Some insurers have sued the government in order to recover the funds they say were promised under the law's so-called risk adjustment program. If the Trump administration chooses to settle the claims, some policy analysts think it could buy some good will with insurers to keep them in the market next year.

"It would depend a lot on whether they could get the risk adjustment to work," said health policy Professor Laurence Baker, senior fellow at the Stanford Institute for Economic Policy Research. "They might be able to do that, but that would be a new frontier for everybody to figure out how to do that... and are plans prepared to buy into it?"

But politically, that's not likely to happen any time soon, while the GOP repeal plan vote hangs in the balance.
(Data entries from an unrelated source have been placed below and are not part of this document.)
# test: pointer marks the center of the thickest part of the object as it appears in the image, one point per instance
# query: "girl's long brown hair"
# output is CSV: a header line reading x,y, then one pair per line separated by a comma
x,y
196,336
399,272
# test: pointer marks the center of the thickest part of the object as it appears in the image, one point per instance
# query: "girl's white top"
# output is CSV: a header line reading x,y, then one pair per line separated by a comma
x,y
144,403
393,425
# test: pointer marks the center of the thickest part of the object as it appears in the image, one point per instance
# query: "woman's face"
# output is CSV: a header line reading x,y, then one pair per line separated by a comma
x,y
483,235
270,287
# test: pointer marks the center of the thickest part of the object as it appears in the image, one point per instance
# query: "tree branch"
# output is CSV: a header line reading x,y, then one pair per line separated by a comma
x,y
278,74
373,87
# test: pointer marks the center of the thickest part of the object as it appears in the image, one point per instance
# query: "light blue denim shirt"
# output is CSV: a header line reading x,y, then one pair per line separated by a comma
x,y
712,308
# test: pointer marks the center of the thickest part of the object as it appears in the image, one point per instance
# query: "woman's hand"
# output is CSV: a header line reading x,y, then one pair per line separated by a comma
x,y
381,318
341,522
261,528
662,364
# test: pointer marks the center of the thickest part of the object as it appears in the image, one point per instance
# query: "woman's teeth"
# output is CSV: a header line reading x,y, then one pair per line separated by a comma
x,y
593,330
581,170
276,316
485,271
"It's possible the administration could say, you know what, 'you're right. You should have been paid for this'," American Enterprise's Capretta said. "That would run counter to some of the rhetoric of the last seven years, so hard to do that."

"We should pay them," in order to insure the future of the individual market, said the Kellogg School's Garthwaite.

"If I'm worried about one thing broadly, it's whether the insurers are going to be willing to trust the regulatory process, going forward," he said "Any replacement we try to come up with demands that private insurers be there to try to provide health insurance. At a certain point, they're not going to come back."

And there's no law requiring insurers to provide coverage in the individual market.